Australia is truly committed to building one of the most formidable navies in the world, surpassed only by those of the long-established nuclear powers.
The Australian naval build up is not just in the nuclear submarines, it is also reflected in the Australian Navy’s surface fleet. Australia already has three advanced air warfare destroyers. It is now replacing the eight ANZAC frigates with nine substantially larger Hunter class frigates.
At nearly 10,000 tonnes displacement, the Hunter class ships blur the traditional distinction between destroyers and frigates. Following the publication of the Defence Strategic Review earlier this year, a specific review of the surface combatant fleet was required, with a report back in September this year. Although the Hunter class project will be part of this review, a large amount of work has already been done on those ships.
There could be a reduction in numbers of the Hunter class made up by the possible acquisition of further air warfare destroyers. This would certainly bolster the combat power of the Australian Navy.
The greater focus is more likely to be on the next tier down. There have been proposals to build up to twelve corvettes or light frigates. These ships would be a very large step up from the current Armidale patrol vessels. Irrespective of the specific recommendations of the surface combatant review, one thing is certain – the Australian Navy surface fleet will be vastly more capable in 2040 than it currently is.
The level of increase in the capability of the Australian Navy will inevitably influence what New Zealand does.

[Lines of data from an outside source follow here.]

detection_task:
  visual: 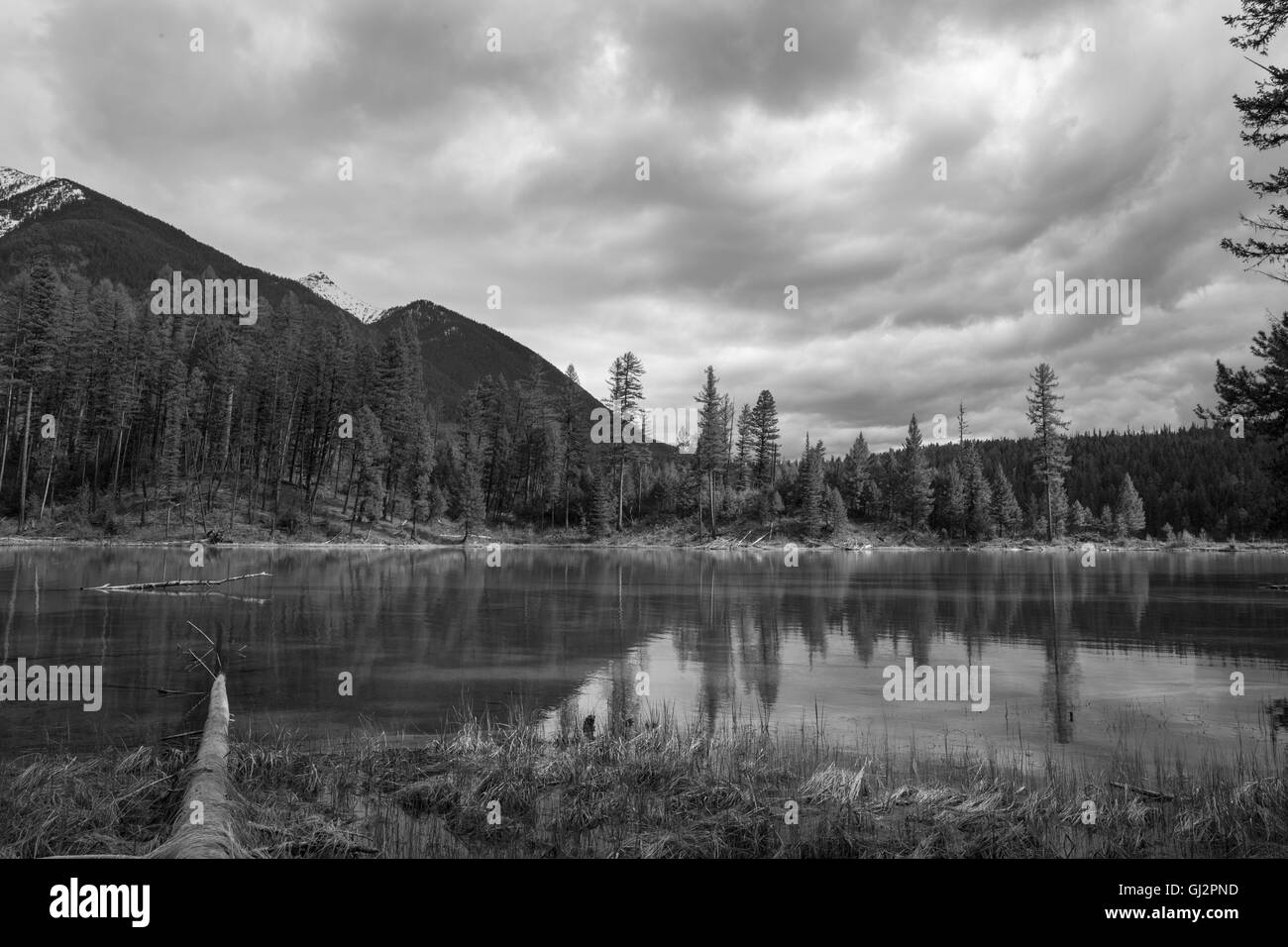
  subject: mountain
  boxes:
[0,167,85,237]
[0,167,600,423]
[299,271,380,322]
[371,299,600,424]
[0,167,352,321]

Will it be credible for New Zealand to simply retain a two frigate navy when there has been such a large increase in the size of the Australian Navy?
The decision to purchase two ANZAC frigates was made at a time, to use Helen Clark’s phrase, when there was a “benign strategic environment”. It is also worth noting that when these ships were purchased, New Zealand’s population was barely over three million compared to the 5.2 million of today.

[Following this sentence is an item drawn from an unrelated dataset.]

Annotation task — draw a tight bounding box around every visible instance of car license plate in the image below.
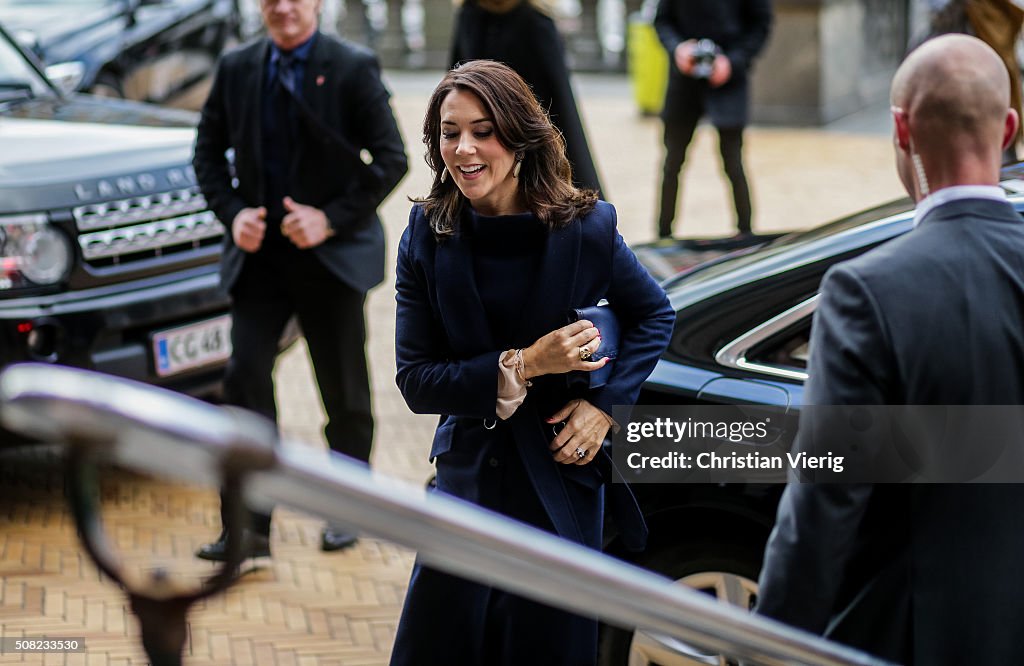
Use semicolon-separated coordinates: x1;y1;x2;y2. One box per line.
153;315;231;377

Would simply buying just two more frigates run the risk of placing New Zealand in a similar predicament to that of Greece two decades ago?

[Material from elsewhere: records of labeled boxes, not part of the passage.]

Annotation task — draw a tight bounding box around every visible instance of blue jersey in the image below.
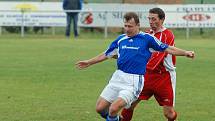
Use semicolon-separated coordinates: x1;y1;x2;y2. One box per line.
105;32;168;75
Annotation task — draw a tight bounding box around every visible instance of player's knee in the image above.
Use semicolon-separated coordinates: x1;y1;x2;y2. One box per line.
109;105;121;115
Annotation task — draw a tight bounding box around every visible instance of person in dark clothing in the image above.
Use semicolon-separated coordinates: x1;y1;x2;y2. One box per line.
63;0;82;37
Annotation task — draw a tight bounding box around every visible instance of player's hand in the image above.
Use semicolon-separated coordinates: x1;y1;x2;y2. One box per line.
75;60;90;69
185;51;195;59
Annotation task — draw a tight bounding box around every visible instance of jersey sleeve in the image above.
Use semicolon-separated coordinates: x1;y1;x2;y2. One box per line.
148;35;169;52
104;38;119;58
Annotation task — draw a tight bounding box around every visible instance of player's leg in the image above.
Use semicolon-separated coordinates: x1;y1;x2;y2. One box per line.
106;97;127;121
96;97;111;119
121;99;140;121
163;106;177;121
65;13;72;37
155;72;177;121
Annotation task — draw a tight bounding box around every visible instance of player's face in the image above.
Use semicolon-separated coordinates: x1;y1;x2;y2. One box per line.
124;18;140;36
148;13;163;31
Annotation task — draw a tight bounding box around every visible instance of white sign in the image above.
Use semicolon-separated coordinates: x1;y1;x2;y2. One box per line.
0;2;66;26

Two frigates are not a token effort, though when both are out of service for an extended period, as was the case two years ago, that charge may have been levied. Nevertheless, a two frigate navy would amount to a major reduction of the proportion of total Trans Tasman naval power compared to twenty years ago.
Back in 2000 it could be reasonably said that New Zealand supplied around 15% of the total naval effort of Australia and New Zealand. In 2040 that percentage will be well under 10% and could be as low as 5% of the total trans-Tasman effort. At what point, will our most important security partner, Australia, think that New Zealand is not making a serious effort to keep the security relationship in good repair?
AUKUS is a serious challenge for New Zealand. Not so much over the specifics of the commitments, but more because it sends a strong signal as to how our closest security partners think of the evolving security situation, particularly in the Asia Pacific.
New Zealand now has to seriously think of how it will maintain its core security relationships. This is not a question that can be palmed off to Defence Ministers to manage. It will require the top leadership, the Prime Minister and aspiring Prime Ministers, to have a clear view as to what is required of New Zealand.
Just as AUKUS was introduced by the President and Prime Ministers of the three nations, so will New Zealand’s response need leadership from the top. Even if this not a major election issue, New Zealand’s role and contribution within AUKUS will be among the most important decisions to be made by our political leadership in the coming term of parliament.